The men seek unspecified damages and an injunction to halt the alleged discriminatory practices.
They also seek to have the lawsuit declared a class action to protect “all Muslim men incarcerated, now or in the future, at the Pierce County Jail.”
Deputy prosecutor Craig Adams, who represents the jail, said Wednesday county officials work diligently to accommodate the religious needs of all inmates.
“I was surprised by this lawsuit,” Adams said. “Their complaints do not seem very well researched.”
Muslim inmates are offered meals that contain no pork, given towels on which to say their prayers and afforded access to lavatories to perform ritual cleansings before praying, he said.

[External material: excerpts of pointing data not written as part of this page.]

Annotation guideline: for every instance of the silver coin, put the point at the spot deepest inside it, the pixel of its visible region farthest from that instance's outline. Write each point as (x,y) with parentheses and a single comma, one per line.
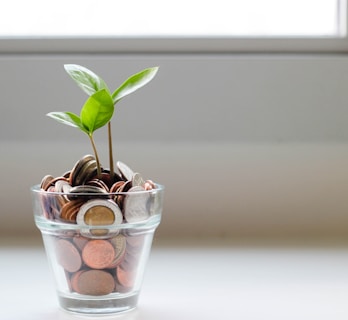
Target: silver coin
(136,205)
(86,192)
(98,212)
(126,172)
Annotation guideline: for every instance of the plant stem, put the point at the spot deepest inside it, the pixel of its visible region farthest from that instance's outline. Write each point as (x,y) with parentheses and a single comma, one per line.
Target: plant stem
(96,155)
(111,159)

Jail officials serve Muslim inmates their meals between dusk and dawn during the holy month of Ramadan so they can fast during daylight hours as their religion requires, Adams said.
Jail officials also allowed Tarrer, 37, and Garland, 26, to live in the same unit so they could pray together, he said.
Garland recently was shipped off to state prison to begin serving a 28 year, 10 month sentence after being convicted of second-degree murder, second-degree assault and unlawfully possessing a firearm.
He is expected to return to the jail early next year to while he stands trial in an unrelated assault case.
Tarrer was booked into the jail in June 2008 after his 1991 conviction for second-degree murder was overturned on appeal. He’s currently being retried on charges of first-degree murder, attempted first-degree murder and first-degree manslaughter.